London Councils continue to support good food despite budget cuts

Sustain’s Good Food Local: the London report highlights that London councils are committed to meaningful action on food, despite years of budget cuts.

This Good Food Local: the London report, previously the Good Food for All Londoners report, indicates that councils across London are using their resource and capacity to go the extra mile on school food, and are helping to create healthier boroughs with restrictions on advertising for unhealthy food.

This year’s report falls at a momentous time: coinciding with the five-year anniversary of the Healthier Food Advertising Policy introduced across the Transport for London estate, and in the wake of the Mayor of London’s announcement that universal primary school meals provision will be extended for a further academic year.

The impact of these region-wide policies can be seen in this year’s report, with councils expanding eligibility for school meals or improving the quality of school meals. Several more councils have also passed Healthier Food Advertising Policies, making a total of seven London councils with their own policies in place to protect their communities from unhealthy food adverts.

Barbara Crowther, Campaign Manager for the Children’s Food Campaign at Sustain says: “With new Mayoral funding for primary school meals, 2023 was a momentous year for school food in London. Many councils have gone the extra mile with advice and support, including additional grants to improve kitchen and dining facilities, or top up funding beyond £2.65 per meal, or expand their secondary meal services. 
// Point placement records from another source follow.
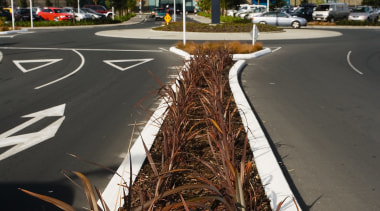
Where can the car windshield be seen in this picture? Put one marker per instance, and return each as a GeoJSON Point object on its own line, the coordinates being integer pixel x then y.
{"type": "Point", "coordinates": [80, 11]}
{"type": "Point", "coordinates": [300, 10]}
{"type": "Point", "coordinates": [90, 10]}
{"type": "Point", "coordinates": [360, 9]}
{"type": "Point", "coordinates": [323, 8]}
{"type": "Point", "coordinates": [283, 15]}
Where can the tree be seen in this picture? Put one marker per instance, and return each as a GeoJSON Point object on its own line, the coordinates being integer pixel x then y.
{"type": "Point", "coordinates": [277, 4]}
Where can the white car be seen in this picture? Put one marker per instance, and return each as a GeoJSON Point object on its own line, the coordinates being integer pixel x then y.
{"type": "Point", "coordinates": [279, 19]}
{"type": "Point", "coordinates": [79, 16]}
{"type": "Point", "coordinates": [93, 13]}
{"type": "Point", "coordinates": [363, 13]}
{"type": "Point", "coordinates": [256, 12]}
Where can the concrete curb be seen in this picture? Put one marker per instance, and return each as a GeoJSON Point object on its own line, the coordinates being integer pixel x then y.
{"type": "Point", "coordinates": [274, 182]}
{"type": "Point", "coordinates": [133, 162]}
{"type": "Point", "coordinates": [14, 31]}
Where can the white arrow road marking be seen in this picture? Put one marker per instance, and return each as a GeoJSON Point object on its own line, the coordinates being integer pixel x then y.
{"type": "Point", "coordinates": [140, 61]}
{"type": "Point", "coordinates": [68, 75]}
{"type": "Point", "coordinates": [25, 141]}
{"type": "Point", "coordinates": [46, 62]}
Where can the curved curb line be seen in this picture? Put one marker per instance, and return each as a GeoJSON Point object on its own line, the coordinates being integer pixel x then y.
{"type": "Point", "coordinates": [14, 31]}
{"type": "Point", "coordinates": [251, 55]}
{"type": "Point", "coordinates": [113, 192]}
{"type": "Point", "coordinates": [274, 182]}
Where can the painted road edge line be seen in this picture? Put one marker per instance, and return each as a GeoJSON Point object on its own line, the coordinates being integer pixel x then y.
{"type": "Point", "coordinates": [274, 182]}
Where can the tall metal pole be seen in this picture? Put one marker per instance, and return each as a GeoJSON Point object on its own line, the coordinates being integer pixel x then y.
{"type": "Point", "coordinates": [175, 13]}
{"type": "Point", "coordinates": [215, 11]}
{"type": "Point", "coordinates": [184, 21]}
{"type": "Point", "coordinates": [31, 14]}
{"type": "Point", "coordinates": [13, 15]}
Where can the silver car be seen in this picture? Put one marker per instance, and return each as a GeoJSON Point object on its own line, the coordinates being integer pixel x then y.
{"type": "Point", "coordinates": [279, 19]}
{"type": "Point", "coordinates": [363, 13]}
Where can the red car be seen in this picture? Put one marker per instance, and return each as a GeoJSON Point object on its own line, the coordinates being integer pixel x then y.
{"type": "Point", "coordinates": [54, 14]}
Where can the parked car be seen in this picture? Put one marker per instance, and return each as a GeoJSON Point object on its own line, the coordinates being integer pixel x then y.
{"type": "Point", "coordinates": [286, 9]}
{"type": "Point", "coordinates": [23, 14]}
{"type": "Point", "coordinates": [244, 9]}
{"type": "Point", "coordinates": [258, 11]}
{"type": "Point", "coordinates": [159, 13]}
{"type": "Point", "coordinates": [79, 16]}
{"type": "Point", "coordinates": [100, 9]}
{"type": "Point", "coordinates": [279, 19]}
{"type": "Point", "coordinates": [331, 12]}
{"type": "Point", "coordinates": [363, 13]}
{"type": "Point", "coordinates": [93, 13]}
{"type": "Point", "coordinates": [5, 15]}
{"type": "Point", "coordinates": [54, 14]}
{"type": "Point", "coordinates": [304, 11]}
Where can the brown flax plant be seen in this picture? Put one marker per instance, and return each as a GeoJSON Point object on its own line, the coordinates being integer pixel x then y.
{"type": "Point", "coordinates": [194, 161]}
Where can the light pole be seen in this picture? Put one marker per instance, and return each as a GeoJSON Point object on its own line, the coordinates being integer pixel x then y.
{"type": "Point", "coordinates": [184, 21]}
{"type": "Point", "coordinates": [31, 14]}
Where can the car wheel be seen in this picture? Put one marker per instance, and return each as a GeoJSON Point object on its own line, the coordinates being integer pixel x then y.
{"type": "Point", "coordinates": [296, 25]}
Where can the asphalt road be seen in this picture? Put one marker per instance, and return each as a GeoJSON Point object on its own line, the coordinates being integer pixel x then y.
{"type": "Point", "coordinates": [319, 103]}
{"type": "Point", "coordinates": [89, 91]}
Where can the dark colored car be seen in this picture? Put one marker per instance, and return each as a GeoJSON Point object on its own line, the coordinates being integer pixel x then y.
{"type": "Point", "coordinates": [305, 11]}
{"type": "Point", "coordinates": [159, 13]}
{"type": "Point", "coordinates": [100, 9]}
{"type": "Point", "coordinates": [94, 14]}
{"type": "Point", "coordinates": [24, 15]}
{"type": "Point", "coordinates": [55, 14]}
{"type": "Point", "coordinates": [5, 15]}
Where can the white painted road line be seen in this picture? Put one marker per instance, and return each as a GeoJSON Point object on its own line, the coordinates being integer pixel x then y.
{"type": "Point", "coordinates": [68, 75]}
{"type": "Point", "coordinates": [46, 62]}
{"type": "Point", "coordinates": [140, 61]}
{"type": "Point", "coordinates": [351, 65]}
{"type": "Point", "coordinates": [25, 141]}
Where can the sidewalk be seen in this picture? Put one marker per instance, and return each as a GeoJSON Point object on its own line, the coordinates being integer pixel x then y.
{"type": "Point", "coordinates": [163, 35]}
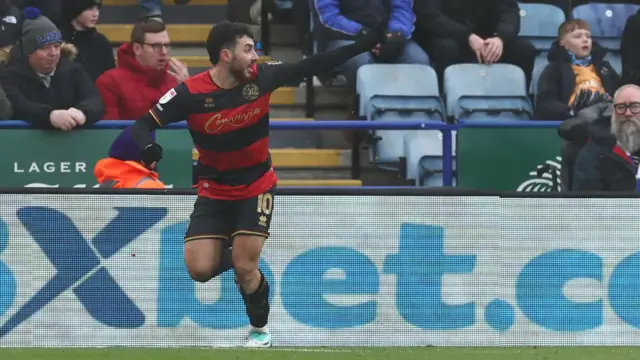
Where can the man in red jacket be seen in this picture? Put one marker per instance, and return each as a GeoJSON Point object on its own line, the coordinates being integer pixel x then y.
{"type": "Point", "coordinates": [144, 73]}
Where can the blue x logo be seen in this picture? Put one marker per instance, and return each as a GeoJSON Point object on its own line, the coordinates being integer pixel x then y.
{"type": "Point", "coordinates": [78, 263]}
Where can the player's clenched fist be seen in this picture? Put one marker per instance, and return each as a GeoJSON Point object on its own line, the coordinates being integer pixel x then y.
{"type": "Point", "coordinates": [61, 119]}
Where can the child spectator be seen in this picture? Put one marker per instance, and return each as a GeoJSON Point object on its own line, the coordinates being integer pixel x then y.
{"type": "Point", "coordinates": [577, 75]}
{"type": "Point", "coordinates": [94, 50]}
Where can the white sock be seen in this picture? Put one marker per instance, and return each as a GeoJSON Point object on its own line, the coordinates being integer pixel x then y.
{"type": "Point", "coordinates": [262, 329]}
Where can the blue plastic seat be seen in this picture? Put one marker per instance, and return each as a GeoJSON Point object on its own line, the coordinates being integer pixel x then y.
{"type": "Point", "coordinates": [481, 92]}
{"type": "Point", "coordinates": [607, 21]}
{"type": "Point", "coordinates": [398, 92]}
{"type": "Point", "coordinates": [539, 24]}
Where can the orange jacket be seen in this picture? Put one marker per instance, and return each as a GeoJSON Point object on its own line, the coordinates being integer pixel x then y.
{"type": "Point", "coordinates": [126, 175]}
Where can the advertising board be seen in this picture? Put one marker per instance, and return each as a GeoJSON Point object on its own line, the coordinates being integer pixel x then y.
{"type": "Point", "coordinates": [107, 270]}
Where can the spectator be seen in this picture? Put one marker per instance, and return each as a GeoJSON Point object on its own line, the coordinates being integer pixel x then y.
{"type": "Point", "coordinates": [341, 21]}
{"type": "Point", "coordinates": [609, 162]}
{"type": "Point", "coordinates": [123, 169]}
{"type": "Point", "coordinates": [49, 8]}
{"type": "Point", "coordinates": [577, 75]}
{"type": "Point", "coordinates": [486, 31]}
{"type": "Point", "coordinates": [143, 75]}
{"type": "Point", "coordinates": [10, 25]}
{"type": "Point", "coordinates": [574, 132]}
{"type": "Point", "coordinates": [47, 89]}
{"type": "Point", "coordinates": [94, 50]}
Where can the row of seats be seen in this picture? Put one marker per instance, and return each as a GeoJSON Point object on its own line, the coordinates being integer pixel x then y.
{"type": "Point", "coordinates": [471, 91]}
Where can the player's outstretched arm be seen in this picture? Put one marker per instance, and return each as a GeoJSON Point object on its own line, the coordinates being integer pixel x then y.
{"type": "Point", "coordinates": [284, 74]}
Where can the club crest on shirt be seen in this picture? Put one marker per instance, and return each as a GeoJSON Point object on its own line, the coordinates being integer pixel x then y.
{"type": "Point", "coordinates": [251, 91]}
{"type": "Point", "coordinates": [168, 96]}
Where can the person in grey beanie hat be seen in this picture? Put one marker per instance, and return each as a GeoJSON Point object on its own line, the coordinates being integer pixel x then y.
{"type": "Point", "coordinates": [46, 87]}
{"type": "Point", "coordinates": [37, 31]}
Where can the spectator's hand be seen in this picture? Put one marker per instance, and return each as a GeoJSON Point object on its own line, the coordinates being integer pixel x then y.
{"type": "Point", "coordinates": [492, 50]}
{"type": "Point", "coordinates": [151, 154]}
{"type": "Point", "coordinates": [392, 47]}
{"type": "Point", "coordinates": [78, 116]}
{"type": "Point", "coordinates": [376, 50]}
{"type": "Point", "coordinates": [61, 119]}
{"type": "Point", "coordinates": [587, 98]}
{"type": "Point", "coordinates": [178, 70]}
{"type": "Point", "coordinates": [476, 43]}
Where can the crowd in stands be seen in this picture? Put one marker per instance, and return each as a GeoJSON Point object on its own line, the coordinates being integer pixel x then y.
{"type": "Point", "coordinates": [59, 72]}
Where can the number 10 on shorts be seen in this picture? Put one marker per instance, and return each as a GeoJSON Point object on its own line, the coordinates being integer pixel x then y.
{"type": "Point", "coordinates": [265, 203]}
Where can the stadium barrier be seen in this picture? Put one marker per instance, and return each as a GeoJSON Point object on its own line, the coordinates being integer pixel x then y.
{"type": "Point", "coordinates": [491, 155]}
{"type": "Point", "coordinates": [402, 267]}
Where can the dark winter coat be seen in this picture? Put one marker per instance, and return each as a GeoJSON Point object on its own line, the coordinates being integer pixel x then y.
{"type": "Point", "coordinates": [70, 87]}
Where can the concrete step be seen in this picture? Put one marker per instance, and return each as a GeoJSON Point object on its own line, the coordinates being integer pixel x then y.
{"type": "Point", "coordinates": [201, 63]}
{"type": "Point", "coordinates": [319, 182]}
{"type": "Point", "coordinates": [305, 158]}
{"type": "Point", "coordinates": [179, 33]}
{"type": "Point", "coordinates": [310, 158]}
{"type": "Point", "coordinates": [191, 33]}
{"type": "Point", "coordinates": [192, 14]}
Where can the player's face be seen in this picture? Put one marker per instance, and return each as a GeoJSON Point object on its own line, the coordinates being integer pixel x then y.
{"type": "Point", "coordinates": [243, 59]}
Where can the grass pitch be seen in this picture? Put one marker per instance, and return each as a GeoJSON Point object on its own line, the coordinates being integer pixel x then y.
{"type": "Point", "coordinates": [426, 353]}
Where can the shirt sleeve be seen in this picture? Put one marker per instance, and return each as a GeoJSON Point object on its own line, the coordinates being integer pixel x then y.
{"type": "Point", "coordinates": [172, 106]}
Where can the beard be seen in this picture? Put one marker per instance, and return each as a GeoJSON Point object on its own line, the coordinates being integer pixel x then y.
{"type": "Point", "coordinates": [240, 73]}
{"type": "Point", "coordinates": [627, 131]}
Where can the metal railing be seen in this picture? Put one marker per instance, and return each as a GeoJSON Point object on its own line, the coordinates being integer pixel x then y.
{"type": "Point", "coordinates": [358, 126]}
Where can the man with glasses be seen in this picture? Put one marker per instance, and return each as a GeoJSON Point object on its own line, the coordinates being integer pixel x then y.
{"type": "Point", "coordinates": [609, 161]}
{"type": "Point", "coordinates": [144, 73]}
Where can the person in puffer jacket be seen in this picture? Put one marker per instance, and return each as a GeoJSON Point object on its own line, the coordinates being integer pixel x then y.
{"type": "Point", "coordinates": [123, 169]}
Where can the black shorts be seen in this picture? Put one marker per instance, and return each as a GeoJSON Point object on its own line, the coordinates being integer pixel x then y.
{"type": "Point", "coordinates": [224, 219]}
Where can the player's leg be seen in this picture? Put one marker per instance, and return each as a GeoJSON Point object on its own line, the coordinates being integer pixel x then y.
{"type": "Point", "coordinates": [252, 229]}
{"type": "Point", "coordinates": [206, 243]}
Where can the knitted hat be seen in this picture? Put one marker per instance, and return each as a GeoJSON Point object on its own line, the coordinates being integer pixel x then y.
{"type": "Point", "coordinates": [73, 8]}
{"type": "Point", "coordinates": [37, 31]}
{"type": "Point", "coordinates": [124, 148]}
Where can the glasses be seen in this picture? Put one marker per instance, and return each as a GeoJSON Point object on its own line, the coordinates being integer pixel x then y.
{"type": "Point", "coordinates": [159, 46]}
{"type": "Point", "coordinates": [621, 108]}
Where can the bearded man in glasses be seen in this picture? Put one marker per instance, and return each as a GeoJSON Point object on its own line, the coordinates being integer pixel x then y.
{"type": "Point", "coordinates": [609, 161]}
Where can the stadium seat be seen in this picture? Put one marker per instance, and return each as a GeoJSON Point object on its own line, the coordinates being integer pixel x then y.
{"type": "Point", "coordinates": [390, 92]}
{"type": "Point", "coordinates": [607, 21]}
{"type": "Point", "coordinates": [423, 153]}
{"type": "Point", "coordinates": [538, 67]}
{"type": "Point", "coordinates": [539, 24]}
{"type": "Point", "coordinates": [482, 92]}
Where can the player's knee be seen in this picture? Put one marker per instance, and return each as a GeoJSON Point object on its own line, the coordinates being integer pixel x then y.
{"type": "Point", "coordinates": [202, 272]}
{"type": "Point", "coordinates": [244, 267]}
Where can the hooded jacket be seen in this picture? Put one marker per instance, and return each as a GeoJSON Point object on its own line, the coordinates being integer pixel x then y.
{"type": "Point", "coordinates": [94, 50]}
{"type": "Point", "coordinates": [33, 102]}
{"type": "Point", "coordinates": [558, 81]}
{"type": "Point", "coordinates": [118, 174]}
{"type": "Point", "coordinates": [131, 89]}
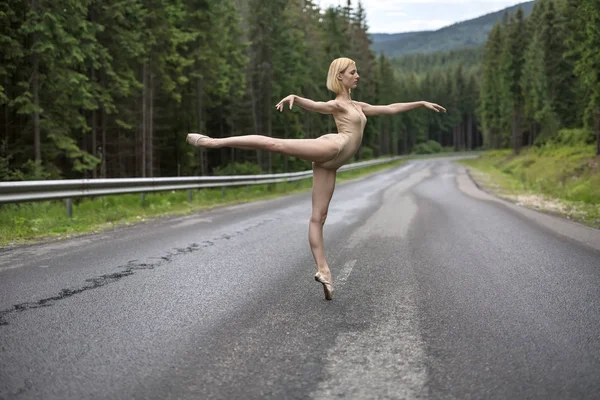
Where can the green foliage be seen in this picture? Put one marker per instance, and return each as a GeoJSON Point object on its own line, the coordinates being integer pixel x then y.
{"type": "Point", "coordinates": [574, 137]}
{"type": "Point", "coordinates": [238, 169]}
{"type": "Point", "coordinates": [429, 147]}
{"type": "Point", "coordinates": [25, 222]}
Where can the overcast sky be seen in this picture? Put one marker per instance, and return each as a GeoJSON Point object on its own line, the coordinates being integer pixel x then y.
{"type": "Point", "coordinates": [395, 16]}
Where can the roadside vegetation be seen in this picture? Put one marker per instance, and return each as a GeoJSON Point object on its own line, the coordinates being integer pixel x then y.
{"type": "Point", "coordinates": [560, 177]}
{"type": "Point", "coordinates": [29, 222]}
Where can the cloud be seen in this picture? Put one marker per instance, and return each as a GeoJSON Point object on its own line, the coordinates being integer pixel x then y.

“The opportunity – and challenge – is not just putting food on a plate, but ensuring it is nutritious, and appealing, connects into food education and learning, and supports local health, sustainability and climate change goals. What happens in London has the power to inform and transform future government policies and funding levels, not just in London but across the nation; not just for primary, but for all children from nursery to sixth form.”  

The report details that councils are prioritising cash-first responses to food poverty. This approach ensures autonomy, dignity and choice are at the forefront of responses to food insecurity, and helps maximise household income for those facing financial hardship. Many councils are committing to increase data collection to make the process more streamlined and to be better able to reach those who require support. 

Underpinning all this work is the effort being made by councils to invest resource and capacity into good food governance. Despite budget cuts, local authorities are showing that they understand good food work is best supported by cross-sector collaboration and systems-wide innovation; not working in siloes and sticking-plaster solutions. Twenty-three councils are now working within food partnerships, and 12 of these are members of the Sustainable Food Places network.

Sofia Parente, Head of Local Action at Sustain, says: “The size and confidence of the Sustainable Food Places network has grown significantly over the last few years and one third of London boroughs are members of the network. Alongside councils, they are stepping up to address household food insecurity, supporting community food enterprise, harnessing food’s role in the fight against climate change, and using planning to enable community food growing.”

From the 29 councils that completed the survey, 11 have received awards for their achievements. Camden, Greenwich, Islington, Lambeth, Newham, Southwark and Tower Hamlets have been recognised for scoring highly across a broad range of measures, showing cross-cutting leadership. Wandsworth has been recognised as the most improved council, with special mention of its work on food poverty, school food, and developing a food strategy. 

Lewisham has received a commendation for its work on community food action, Waltham Forest is commended for its work on a local, sustainable food system, and Westminster has received a commendation for its efforts on tackling food poverty.